But there are times too that I know I am not just my body. I am a man also because I have
an understanding and mind of man. When I say to my parents, “I love you,” this one loving them
is not just this tall-mestizo-looking-long-haired-with-small-ears-fat-belly-etc.” body of mine but
my whole spirit and will. And it can happen that while my body is in room B-109, listening to a
boring lecture on the theories of Lobachevsky or the poems of Chairil Anwar, I am taking a walk
at the beach, along with my sweetheart, watching the sunset.

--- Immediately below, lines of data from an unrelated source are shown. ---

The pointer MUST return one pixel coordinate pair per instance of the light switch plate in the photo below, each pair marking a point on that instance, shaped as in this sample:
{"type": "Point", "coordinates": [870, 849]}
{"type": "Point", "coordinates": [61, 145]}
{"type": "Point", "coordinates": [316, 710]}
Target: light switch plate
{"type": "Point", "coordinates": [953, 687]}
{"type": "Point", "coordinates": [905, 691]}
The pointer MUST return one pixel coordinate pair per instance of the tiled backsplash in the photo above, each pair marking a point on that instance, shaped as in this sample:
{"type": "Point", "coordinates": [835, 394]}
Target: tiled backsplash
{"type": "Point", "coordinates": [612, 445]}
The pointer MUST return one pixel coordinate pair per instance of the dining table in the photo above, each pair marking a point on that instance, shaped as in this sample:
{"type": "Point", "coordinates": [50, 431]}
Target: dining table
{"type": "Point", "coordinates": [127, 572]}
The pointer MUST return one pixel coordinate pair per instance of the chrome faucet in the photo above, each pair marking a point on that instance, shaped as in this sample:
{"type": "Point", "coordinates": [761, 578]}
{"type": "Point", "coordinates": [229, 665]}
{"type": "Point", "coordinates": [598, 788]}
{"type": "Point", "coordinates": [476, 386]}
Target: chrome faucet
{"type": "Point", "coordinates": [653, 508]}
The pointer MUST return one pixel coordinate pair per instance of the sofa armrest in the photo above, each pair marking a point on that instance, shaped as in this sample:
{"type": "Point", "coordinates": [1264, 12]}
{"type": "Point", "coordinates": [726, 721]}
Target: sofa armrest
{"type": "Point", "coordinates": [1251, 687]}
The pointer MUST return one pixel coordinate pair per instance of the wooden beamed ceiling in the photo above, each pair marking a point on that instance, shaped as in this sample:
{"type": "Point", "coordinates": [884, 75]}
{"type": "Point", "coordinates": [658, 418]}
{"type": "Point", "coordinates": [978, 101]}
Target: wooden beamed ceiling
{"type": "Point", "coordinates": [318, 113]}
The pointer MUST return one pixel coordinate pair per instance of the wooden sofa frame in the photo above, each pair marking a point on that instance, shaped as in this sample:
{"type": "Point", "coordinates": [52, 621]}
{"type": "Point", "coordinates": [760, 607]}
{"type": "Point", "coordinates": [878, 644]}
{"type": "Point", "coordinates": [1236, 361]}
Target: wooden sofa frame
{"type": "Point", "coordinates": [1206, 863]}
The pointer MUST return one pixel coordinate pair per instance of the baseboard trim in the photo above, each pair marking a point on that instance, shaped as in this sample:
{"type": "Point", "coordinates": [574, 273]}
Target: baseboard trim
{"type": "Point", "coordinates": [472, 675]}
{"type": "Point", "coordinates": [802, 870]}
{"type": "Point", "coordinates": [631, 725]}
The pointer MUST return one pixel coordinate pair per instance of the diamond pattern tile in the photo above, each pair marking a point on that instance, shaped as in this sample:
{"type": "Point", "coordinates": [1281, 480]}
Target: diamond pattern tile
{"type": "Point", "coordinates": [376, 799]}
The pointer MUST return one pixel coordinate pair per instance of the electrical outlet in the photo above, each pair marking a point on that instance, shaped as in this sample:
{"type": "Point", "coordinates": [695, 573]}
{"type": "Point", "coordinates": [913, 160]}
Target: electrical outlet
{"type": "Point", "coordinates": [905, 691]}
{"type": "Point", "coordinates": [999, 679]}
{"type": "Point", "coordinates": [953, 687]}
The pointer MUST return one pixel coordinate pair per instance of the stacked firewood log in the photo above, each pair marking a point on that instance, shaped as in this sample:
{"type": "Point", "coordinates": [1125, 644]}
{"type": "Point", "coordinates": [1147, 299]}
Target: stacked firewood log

On one hand, I recognize an intimate relation of myself with my body, and thus truly say:
I am my body. Yet, on the other hand, I also know that I cannot reduce my whole humanity to my
body. I am also spirit and will: my body is only something I have: I have my body. What is the
meaning of this paradox?
Classical Views. Already in early times, the ancient philosophers of Greece tackled the
question of the human body. What is the body of man? Is it truly a part of his being man? Or is it
just a contingent “addition” to his self? Is it bestial imprisonment of the human spirit or its
perfection?
1
Eduardo Jose Calasanz, “My body,” in Philosophy of Man: Selected Readings, ed. by Manuel B. Dy, Jr., Ph.D.
(Manila: Katha Publishing Co., Inc., 2012), pp 89-97. Reprinted by permission of the author and editor.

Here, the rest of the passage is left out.